AGI, an advocacy body with over 400 members, has since its inception in 1958, become the voice of manufacturers and related businesses in the country.
How to reverse
On how to reverse the situation, the AGI said the country needed “a clear national strategy” on industrialisation.
“That is why we appreciate government initiatives such as the one district, one factory (1D1F), the stimulus package, and the other initiatives of the Ministry of Trade and Industry.
“We need to incorporate these initiatives into a comprehensive strategic plan in the form of an industrial policy that will drive the industrialisation agenda,” he said.
With the 2019 Budget Statement and Economic Policy keen on industry, the AGI president said: “we are anxious to see the impact on our industrialisation agenda.”
“Our prospects for job creation will improve if local industry experiences sustainable growth to alleviate the unemployment situation.
“Indeed, many of our school leavers spend longer times looking for jobs than the time they spent pursuing courses at their tertiary institutions.
This trend must change,” he said, pointing to a sustained revitalisation of manufacturing as a key relief.
Woes of manufacturing
For over a decade, manufacturing businesses have been at the mercy of cheap imports, pricey loans and erratic power supply which has led to a contraction and the collapse of some firms, loss of jobs and a consistent decline in the subsector’s contribution to national output.
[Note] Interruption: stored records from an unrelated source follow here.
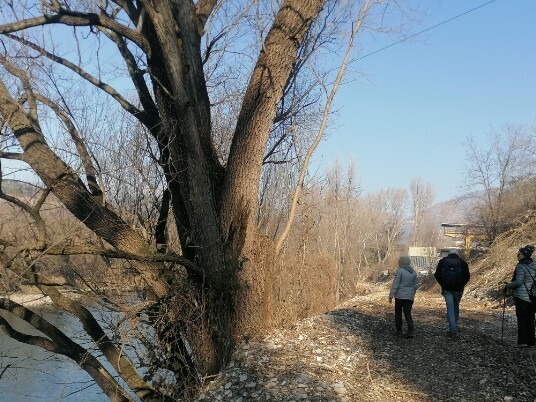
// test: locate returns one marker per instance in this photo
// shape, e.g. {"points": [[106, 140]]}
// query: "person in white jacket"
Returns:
{"points": [[524, 277], [403, 291]]}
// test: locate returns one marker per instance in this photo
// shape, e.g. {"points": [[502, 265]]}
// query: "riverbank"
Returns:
{"points": [[34, 299], [351, 354]]}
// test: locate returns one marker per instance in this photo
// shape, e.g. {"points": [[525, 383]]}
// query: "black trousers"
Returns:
{"points": [[403, 305], [525, 313]]}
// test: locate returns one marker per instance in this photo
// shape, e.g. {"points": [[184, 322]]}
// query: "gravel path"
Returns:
{"points": [[351, 354]]}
Data computed and sourced from the Ghana Statistical Service (GSS) showed that from a share of 10.2 per cent in 2006, the contribution of the value addition arm of industry to gross domestic product (GDP) weakened consistently to a record low of 5.8 per cent in 2012 before wobbling further to 4.6 per cent in 2016.
At 4.5 per cent in 2017, the subsector’s share of GDP is now the lowest in 11 years and an anti-climax of an industrial revolution story that was virtually truncated in the late 1960, right after the overthrow of Dr Kwame Nkrumah.
Dr Gyamfi said while Ghana’s manufacturing subsector accounted for 4.5 per cent of GDP, the average was 22 per cent in middle income countries.
“Indeed, Ghana’s manufacturing value addition share to GDP has fallen since 1985, an indication of deindustrialisation,” he said.
In July this year, an Economist and Senior Research Fellow with the Institute for Fiscal Studies (IFS), Dr Said Boakye, told the GRAPHIC BUSINESS that the current state of manufacturing explained why the country was unable to achieve sustained development, also called prosperity in economics.